2019年4月30日火曜日

橋をかける~新たな世界へと飛び出す

いよいよ平成が終わります。
昭和は私にとっては、自分だけのことを考え、自分の成長だけに向けて行動していた時代でしたが、平成は、我が子たちと共に歩んだ時代でした(長男が平成元年生まれで、令和元年に就職することになりようやく独り立ち。平成は我が子とともに歩んだ時代でした)。
子どもを育てることで、自分だけのことを考えていた時よりも、視点が増えてまた別の成長をしたように思います。
(エンゲストローム流に言えば、私にとっては昭和の時代は垂直方向の拡張だけしか見えてなかったものが、平成という時代に入ってから子どもの成長に付き合っていく中で水平方向の拡張が追加されたと言えそうです)
もうひとつ付け加えると、私のとって平成は県立大という職場で過ごさせてもらった時代でもありました。

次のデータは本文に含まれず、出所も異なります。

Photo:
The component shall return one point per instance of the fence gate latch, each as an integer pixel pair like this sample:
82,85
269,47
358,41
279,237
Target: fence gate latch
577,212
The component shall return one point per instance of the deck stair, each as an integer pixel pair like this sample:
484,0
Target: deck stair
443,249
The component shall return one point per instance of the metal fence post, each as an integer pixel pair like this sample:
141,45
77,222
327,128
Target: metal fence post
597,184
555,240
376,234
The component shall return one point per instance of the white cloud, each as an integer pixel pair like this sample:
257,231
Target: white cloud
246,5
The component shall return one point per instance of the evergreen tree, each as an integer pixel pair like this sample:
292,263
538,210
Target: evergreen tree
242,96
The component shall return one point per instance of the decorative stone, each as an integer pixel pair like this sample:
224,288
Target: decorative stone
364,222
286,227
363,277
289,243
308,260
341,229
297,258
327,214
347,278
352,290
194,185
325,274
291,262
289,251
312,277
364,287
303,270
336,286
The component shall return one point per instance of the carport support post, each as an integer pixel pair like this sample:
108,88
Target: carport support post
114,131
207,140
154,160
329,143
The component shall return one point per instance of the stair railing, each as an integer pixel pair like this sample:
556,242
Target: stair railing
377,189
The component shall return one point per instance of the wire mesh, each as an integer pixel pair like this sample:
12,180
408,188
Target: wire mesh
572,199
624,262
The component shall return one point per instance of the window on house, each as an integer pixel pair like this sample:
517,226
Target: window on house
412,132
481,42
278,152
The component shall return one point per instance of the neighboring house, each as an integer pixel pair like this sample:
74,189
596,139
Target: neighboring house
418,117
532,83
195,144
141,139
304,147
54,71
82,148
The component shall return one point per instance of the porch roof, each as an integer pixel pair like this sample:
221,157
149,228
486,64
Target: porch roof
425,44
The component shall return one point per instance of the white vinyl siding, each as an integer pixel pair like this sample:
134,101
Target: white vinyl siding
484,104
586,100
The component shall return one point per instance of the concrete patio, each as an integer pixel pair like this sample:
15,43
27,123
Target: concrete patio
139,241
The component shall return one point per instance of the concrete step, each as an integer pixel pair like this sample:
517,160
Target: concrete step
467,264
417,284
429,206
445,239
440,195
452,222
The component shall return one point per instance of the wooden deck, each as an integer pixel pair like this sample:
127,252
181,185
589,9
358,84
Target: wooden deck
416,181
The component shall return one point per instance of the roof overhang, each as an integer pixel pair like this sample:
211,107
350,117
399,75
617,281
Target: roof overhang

平成6年4月に県立大学に赴任し、令和6年3月に(特に問題がなければ)県立大学を退職する予定です。
無数の人たちが、それぞれの思いを胸に、平成の時代に別れを告げているのではないかと思います。

平成最後のGoogle

  
さて、数日前、APUの学長さんが生命保険会社のCEO時代に書かれた「日本の未来を考えよう」というデータブックを入手しました。
日本の現在を様々な計量データを使って理解し、未来について考えてみようとものだそうです。
まだ、「・・・だそうです」の段階です。
「まえがき」きしか読んでません。
ただ、そのまえがきに、著者の出口氏が物事を考えるときに心がけていることが書いてありました。それは、
  タテ軸とヨコ軸を持つこと
だそうです。
タテ軸とは時間軸・歴史軸で、過去にさかのぼって同じような問題を考えた人はいないのかどうかを調べることで、ヨコ軸は空間軸・世界軸で、「他の国ではどうなのか」「ライバル企業はどうなのか」といった情報を集めて比較して、判断の精度を高めるようにされているそうです。
ニュートンの言葉にある「巨人の肩の上に乗る」ということでしょうが、こうした2次元での調査・分析が大事なことは言うまでもないことです。
ただし、「言うは易く行うは難し」です。
私自身も怠ることが多いのですが、だからかもしれませんが、こうした2次元的思考や行動で、ものごとに対応していくことがなかなかゼミ生に伝わりません。

例えば、何かを企画するとします。
タテ軸もヨコ軸が全くないというわけではないですが、明確な軸ではなく産毛の程度のもので、発想がほぼ自分たち中心、自分の立ち位置から見えている範囲だけの知識で議論していることが多いようです。
自分の立っているところだけというと、すなわち「0次元の世界」に住んでいるようなもので、これでは2次元の手法でやっている人に太刀打ちできるものではありません。
この違いはとてつもなく大きい。

それで、白亜祭の企画を始めた12ゼミ生に、日本中あちこちの学園祭の特徴を調べて研究室が学園祭に参加する意味を考えること、そしてガリラボの白亜祭での活動の特徴は何なのか、何を意図して参加してきたのか過去を調べるようにとも話したことがあります。
実行委員のメンバーで2次元的調査を行い、それで新しい企画を生み出していったのでした。
それがまた単発的で、なかなか次の世代に伝わらないという・・・。

0次元世界に(無意識に?)安住している場合、おそらくそこから脱出した方がいい。
経験的にそう思います。
今現在の自分のあり方に自覚的になり、もしも0次元世界に安住しているのであれば、何らかの軸を付け加える努力をしてそこからの脱出し、そうして自分に降りかかってくる課題に取り組んでいってほしいものだと思います。
大学では単位を取っていくことはもちろん大事ですが、それ以上に、当たり前のことですが、勉強をするところです。勉強とは、そうしたスキルを身につけるためにあるものだと思います。
実際、そうしたスキルがないと、社会の変化に向き合い、それに対抗して自分を変化(成長)させていくことは難しいでしょうから。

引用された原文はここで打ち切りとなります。